A radiomics nomogram based on 18 F-FDG PET/CT and clinical risk factors for the prediction of peritoneal metastasis in gastric cancer.

作者信息

Xie Jiageng, Xue Beihui, Bian Shuying, Ji Xiaowei, Lin Jie, Zheng Xiangwu, Tang Kun

机构信息

Departments of Radiology, The First Affiliated Hospital of Wenzhou Medical University, Wenzhou, Zhejiang, China.

Departments of Nuclear Medicine, The First Affiliated Hospital of Wenzhou Medical University, Wenzhou, Zhejiang, China.

出版信息

Nucl Med Commun. 2023 Nov 1;44(11):977-987. doi: 10.1097/MNM.0000000000001742. Epub 2023 Aug 14.

DOI:10.1097/MNM.0000000000001742
PMID:37578301
Abstract

PURPOSE

Peritoneal metastasis (PM) is usually considered an incurable factor of gastric cancer (GC) and not fit for surgery. The aim of this study is to develop and validate an 18 F-FDG PET/CT-derived radiomics model combining with clinical risk factors for predicting PM of GC.

METHOD

In this retrospective study, 410 GC patients (PM - = 281, PM + = 129) who underwent preoperative 18 F-FDG PET/CT images from January 2015 to October 2021 were analyzed.

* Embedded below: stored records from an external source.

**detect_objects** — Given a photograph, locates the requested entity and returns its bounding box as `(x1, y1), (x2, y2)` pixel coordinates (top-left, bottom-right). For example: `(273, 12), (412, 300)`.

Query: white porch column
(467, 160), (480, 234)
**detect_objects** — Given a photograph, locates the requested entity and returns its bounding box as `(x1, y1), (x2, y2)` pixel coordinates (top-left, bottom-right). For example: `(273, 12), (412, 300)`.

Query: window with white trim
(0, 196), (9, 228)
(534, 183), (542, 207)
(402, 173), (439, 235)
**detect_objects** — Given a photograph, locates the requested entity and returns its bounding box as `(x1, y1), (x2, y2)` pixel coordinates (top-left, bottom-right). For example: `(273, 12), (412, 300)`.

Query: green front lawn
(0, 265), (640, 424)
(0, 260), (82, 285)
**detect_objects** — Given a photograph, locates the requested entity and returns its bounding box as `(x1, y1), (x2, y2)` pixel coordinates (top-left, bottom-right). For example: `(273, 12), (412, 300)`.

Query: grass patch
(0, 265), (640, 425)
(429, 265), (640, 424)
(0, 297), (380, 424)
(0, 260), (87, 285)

The patients were randomly divided into a training cohort (n = 288) and a validation cohort (n = 122). The maximum relevance and minimum redundancy (mRMR) and the least shrinkage and selection operator method were applied to select feature. Multivariable logistic regression analysis was preformed to develop the predicting model. Discrimination, calibration, and clinical usefulness were used to evaluate the performance of the nomogram.

RESULT

Fourteen radiomics feature parameters were selected to construct radiomics model. The area under the curve (AUC) of the radiomics model were 0.86 [95% confidence interval (CI), 0.81-0.90] in the training cohort and 0.85 (95% CI, 0.78-0.92) in the validation cohort. After multivariable logistic regression, peritoneal effusion, mean standardized uptake value (SUVmean), carbohydrate antigen 125 (CA125) and radiomics signature showed statistically significant differences between different PM status patients( P  < 0.05). They were chosen to construct the comprehensive predicting model which showed a performance with an AUC of 0.92 (95% CI, 0.89-0.95) in the training cohort and 0.92 (95% CI, 0.86-0.98) in the validation cohort, respectively.

CONCLUSION

The nomogram based on 18 F-FDG PET/CT radiomics features and clinical risk factors can be potentially applied in individualized treatment strategy-making for GC patients before the surgery.

摘要

目的

腹膜转移(PM)通常被认为是胃癌(GC)的一个不可治愈因素,不适合手术。本研究的目的是开发并验证一种基于18F-FDG PET/CT的影像组学模型,并结合临床危险因素来预测GC的PM。

方法

在这项回顾性研究中,分析了2015年1月至2021年10月期间接受术前18F-FDG PET/CT检查的410例GC患者(PM- = 281例,PM+ = 129例)。患者被随机分为训练队列(n = 288)和验证队列(n = 122)。应用最大相关最小冗余(mRMR)和最小绝对收缩和选择算子方法来选择特征。进行多变量逻辑回归分析以建立预测模型。使用辨别力、校准和临床实用性来评估列线图的性能。

结果

选择了14个影像组学特征参数来构建影像组学模型。影像组学模型在训练队列中的曲线下面积(AUC)为0.86 [95%置信区间(CI),0.81 - 0.90],在验证队列中为0.85(95% CI,0.78 - 0.92)。经过多变量逻辑回归分析,不同PM状态患者之间的腹腔积液、平均标准化摄取值(SUVmean)、糖类抗原125(CA125)和影像组学特征显示出统计学显著差异(P < 0.05)。选择它们构建综合预测模型,该模型在训练队列中的AUC为0.92(95% CI,0.89 - 0.95),在验证队列中为0.92(95% CI,0.86 - 0.98)。

结论

基于18F-FDG PET/CT影像组学特征和临床危险因素的列线图可能应用于GC患者术前个体化治疗策略的制定。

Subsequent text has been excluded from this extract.